"It is absurd to contend that vice, ecstasy, and passion would become impossible if man and woman were concretely peers" (xiii). ~ Simone de Beauvoir
Amia Srinivasan's book rivals Kate Manne's fantastic
Down Girl in the most exciting way. It's an absolute must read for anyone hoping to improve themselves and the world as we're led incrementally through issues around sexual tensions and traumas all with an intersectional lens. This is a collection of five essays that, she explains, "represent my attempt to put into words what many women, and some men, already know. This has already been the way of feminism: women working collectively to articulate the unsaid, the formerly unsayable" (xv). I mainly focus on the first and final essays, with the others laying further evidence for the primary argument.
THE CONSPIRACY AGAINST MEN
She starts by looking at the 8% of sexual assault reports that have been classified as false based on a police officer's personal judgment.
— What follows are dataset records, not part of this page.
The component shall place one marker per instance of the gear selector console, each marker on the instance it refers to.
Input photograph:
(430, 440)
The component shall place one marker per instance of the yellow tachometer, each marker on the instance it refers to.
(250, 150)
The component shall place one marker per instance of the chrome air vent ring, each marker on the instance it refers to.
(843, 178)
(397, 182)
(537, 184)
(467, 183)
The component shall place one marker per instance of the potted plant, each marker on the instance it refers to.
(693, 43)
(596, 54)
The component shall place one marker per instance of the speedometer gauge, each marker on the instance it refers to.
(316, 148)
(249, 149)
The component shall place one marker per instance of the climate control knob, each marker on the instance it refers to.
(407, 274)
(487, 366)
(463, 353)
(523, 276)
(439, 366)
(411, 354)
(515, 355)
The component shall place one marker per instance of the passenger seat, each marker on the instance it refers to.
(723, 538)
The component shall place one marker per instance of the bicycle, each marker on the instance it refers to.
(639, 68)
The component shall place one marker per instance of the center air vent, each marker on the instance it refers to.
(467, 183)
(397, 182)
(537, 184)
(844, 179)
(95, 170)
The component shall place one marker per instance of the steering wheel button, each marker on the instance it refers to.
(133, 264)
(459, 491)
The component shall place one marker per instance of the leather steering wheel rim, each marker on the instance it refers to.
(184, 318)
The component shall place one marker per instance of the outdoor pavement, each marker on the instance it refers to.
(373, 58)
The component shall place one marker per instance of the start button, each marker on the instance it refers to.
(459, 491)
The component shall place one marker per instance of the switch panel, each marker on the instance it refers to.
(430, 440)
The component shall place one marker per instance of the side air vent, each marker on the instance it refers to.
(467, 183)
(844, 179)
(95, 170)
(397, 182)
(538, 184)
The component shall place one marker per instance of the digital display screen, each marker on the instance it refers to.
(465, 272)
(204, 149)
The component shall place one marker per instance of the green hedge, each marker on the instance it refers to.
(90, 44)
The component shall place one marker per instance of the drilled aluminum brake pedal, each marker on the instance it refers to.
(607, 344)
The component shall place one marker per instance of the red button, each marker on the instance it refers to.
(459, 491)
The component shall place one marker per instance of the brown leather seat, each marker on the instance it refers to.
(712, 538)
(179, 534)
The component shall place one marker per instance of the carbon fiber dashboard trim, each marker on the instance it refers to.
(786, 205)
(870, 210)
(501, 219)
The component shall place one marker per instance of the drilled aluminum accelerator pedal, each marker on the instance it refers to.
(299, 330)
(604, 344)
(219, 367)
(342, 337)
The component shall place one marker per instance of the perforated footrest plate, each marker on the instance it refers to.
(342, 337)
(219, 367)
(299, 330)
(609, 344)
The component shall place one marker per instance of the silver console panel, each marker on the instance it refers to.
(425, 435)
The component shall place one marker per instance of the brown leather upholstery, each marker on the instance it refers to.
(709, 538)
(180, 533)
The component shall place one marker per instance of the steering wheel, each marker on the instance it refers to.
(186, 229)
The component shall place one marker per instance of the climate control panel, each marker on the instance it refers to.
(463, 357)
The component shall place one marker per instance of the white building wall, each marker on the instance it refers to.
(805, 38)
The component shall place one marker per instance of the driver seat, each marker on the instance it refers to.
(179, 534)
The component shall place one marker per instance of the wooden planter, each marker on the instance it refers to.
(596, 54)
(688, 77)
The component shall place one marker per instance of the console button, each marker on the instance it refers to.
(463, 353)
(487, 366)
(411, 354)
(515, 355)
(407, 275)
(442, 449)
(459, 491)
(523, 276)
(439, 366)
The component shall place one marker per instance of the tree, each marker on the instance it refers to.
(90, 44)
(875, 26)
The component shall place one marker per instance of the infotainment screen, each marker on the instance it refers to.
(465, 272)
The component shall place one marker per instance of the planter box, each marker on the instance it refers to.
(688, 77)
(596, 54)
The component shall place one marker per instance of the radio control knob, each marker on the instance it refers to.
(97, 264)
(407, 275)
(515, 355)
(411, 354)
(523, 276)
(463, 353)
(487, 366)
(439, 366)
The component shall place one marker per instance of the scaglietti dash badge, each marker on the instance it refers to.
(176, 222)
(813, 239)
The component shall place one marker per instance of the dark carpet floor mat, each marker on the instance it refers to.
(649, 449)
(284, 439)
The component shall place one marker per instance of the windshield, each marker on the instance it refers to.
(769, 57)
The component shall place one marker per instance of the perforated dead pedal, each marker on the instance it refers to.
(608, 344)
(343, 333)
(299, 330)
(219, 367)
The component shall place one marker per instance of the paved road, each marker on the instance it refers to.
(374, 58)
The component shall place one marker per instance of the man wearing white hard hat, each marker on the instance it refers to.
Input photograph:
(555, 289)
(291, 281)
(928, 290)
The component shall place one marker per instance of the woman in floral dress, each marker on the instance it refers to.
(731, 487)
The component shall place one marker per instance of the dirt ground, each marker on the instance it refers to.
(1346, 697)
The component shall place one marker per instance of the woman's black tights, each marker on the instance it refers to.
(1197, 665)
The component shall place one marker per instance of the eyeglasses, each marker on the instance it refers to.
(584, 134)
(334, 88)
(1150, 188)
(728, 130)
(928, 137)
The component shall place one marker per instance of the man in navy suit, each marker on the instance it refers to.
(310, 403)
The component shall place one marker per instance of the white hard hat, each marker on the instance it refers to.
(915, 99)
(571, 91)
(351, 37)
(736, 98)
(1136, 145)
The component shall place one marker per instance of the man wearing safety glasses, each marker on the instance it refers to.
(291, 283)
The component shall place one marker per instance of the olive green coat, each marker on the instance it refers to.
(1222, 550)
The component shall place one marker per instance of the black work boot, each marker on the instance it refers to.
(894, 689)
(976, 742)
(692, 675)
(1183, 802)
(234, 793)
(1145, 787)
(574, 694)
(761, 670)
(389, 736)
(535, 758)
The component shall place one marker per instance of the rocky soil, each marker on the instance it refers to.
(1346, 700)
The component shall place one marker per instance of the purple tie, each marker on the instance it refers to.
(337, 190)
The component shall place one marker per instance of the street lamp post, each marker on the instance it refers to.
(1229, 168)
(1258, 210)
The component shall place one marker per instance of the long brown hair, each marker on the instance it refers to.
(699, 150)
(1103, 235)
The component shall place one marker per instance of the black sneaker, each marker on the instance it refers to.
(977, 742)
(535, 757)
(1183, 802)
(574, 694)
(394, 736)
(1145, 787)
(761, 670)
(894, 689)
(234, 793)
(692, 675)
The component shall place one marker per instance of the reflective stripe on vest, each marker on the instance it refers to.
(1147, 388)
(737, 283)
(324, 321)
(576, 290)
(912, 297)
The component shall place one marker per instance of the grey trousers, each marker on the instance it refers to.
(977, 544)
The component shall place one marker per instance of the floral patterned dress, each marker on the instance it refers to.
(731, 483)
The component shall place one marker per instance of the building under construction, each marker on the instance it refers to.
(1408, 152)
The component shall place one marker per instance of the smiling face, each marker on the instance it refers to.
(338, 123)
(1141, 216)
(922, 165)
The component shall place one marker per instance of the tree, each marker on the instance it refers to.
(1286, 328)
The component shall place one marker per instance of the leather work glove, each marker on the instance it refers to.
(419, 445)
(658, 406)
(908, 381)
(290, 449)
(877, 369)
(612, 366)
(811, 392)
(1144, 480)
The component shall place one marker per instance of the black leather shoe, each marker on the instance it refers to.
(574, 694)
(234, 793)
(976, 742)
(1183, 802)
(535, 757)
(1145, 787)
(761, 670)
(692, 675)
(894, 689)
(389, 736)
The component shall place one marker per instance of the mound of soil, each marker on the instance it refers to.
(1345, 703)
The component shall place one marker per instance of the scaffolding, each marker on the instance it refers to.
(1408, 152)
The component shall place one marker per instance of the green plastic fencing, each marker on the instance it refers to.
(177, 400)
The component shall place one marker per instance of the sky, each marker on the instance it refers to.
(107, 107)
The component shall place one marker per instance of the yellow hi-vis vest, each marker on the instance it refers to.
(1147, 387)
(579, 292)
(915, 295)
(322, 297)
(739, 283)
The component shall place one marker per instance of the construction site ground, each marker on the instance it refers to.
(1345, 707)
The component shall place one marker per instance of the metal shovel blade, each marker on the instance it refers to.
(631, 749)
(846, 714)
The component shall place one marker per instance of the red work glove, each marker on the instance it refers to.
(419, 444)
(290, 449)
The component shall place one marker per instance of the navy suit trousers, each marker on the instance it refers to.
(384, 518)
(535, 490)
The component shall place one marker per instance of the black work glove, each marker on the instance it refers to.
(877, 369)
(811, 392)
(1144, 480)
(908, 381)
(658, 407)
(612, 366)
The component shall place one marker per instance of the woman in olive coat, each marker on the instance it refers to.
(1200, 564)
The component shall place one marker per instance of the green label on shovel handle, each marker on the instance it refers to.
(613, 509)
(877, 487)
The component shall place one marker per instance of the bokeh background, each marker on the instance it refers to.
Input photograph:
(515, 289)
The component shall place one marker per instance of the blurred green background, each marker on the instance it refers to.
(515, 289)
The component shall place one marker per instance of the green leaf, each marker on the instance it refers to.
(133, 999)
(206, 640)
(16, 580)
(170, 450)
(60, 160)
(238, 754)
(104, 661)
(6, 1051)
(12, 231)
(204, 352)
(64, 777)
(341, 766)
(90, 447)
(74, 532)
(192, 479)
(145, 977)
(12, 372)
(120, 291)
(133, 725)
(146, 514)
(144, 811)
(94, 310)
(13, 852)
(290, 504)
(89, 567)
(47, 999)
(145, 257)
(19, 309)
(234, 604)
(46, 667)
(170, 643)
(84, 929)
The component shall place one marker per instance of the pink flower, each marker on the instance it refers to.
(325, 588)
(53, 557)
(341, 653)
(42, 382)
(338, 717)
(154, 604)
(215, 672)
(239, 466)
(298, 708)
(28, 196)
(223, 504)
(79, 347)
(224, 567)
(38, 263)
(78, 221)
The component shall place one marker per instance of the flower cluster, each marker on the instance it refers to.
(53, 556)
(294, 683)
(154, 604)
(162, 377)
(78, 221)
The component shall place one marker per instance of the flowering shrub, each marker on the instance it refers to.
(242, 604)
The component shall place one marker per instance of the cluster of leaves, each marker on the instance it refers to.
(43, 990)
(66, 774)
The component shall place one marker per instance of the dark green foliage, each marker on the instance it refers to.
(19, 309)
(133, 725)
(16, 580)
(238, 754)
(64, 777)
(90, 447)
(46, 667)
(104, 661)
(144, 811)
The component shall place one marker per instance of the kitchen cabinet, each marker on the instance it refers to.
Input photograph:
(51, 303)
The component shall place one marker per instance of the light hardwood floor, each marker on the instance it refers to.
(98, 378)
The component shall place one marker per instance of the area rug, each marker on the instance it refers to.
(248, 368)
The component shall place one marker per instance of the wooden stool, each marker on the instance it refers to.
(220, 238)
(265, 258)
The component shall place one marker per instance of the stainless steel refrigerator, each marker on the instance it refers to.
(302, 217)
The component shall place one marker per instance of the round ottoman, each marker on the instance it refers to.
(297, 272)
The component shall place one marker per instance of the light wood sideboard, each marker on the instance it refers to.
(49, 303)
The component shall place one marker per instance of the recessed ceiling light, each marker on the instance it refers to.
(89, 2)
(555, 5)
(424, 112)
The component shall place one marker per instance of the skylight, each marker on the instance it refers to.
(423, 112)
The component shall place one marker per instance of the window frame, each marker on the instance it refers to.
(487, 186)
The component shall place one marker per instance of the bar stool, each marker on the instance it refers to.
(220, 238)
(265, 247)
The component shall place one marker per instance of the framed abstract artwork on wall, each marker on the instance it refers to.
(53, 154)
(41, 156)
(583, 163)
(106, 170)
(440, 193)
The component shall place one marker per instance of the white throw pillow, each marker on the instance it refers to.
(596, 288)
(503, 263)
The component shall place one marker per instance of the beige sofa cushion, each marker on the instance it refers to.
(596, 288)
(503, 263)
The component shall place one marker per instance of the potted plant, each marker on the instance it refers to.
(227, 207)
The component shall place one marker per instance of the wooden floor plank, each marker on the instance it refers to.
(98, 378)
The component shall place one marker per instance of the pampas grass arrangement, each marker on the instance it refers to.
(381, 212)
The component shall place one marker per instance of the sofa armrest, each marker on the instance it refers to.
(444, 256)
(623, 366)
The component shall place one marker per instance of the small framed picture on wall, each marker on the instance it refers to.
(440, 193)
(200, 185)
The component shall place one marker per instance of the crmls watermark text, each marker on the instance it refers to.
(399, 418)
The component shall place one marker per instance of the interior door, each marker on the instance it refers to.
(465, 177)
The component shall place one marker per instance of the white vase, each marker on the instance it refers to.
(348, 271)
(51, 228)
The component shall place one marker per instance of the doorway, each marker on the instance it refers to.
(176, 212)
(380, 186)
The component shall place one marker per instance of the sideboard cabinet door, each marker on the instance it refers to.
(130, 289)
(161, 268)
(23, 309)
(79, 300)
"Police officers were inclined to consider a report false if there hadn't been a physical struggle, if no weapon had been involved, or if the accuser had had a prior relationship with the accused. [Of the suspected false reports] none resulted in wrongful conviction. . . . Nonetheless, a false rape accusation, like a plane crash, is an objectively unusual event that occupies an outsized place in the public imagination. why then does it carry its cultural charge? . . . Many, perhaps most, wrongful convictions of rape result from false accusations levied against men by other men: by cops and prosecutors, overwhelmingly male, intent on pinning an actual rape on the wrong suspect. . . . Over half of their cases involved 'official misconduct'" (3-4).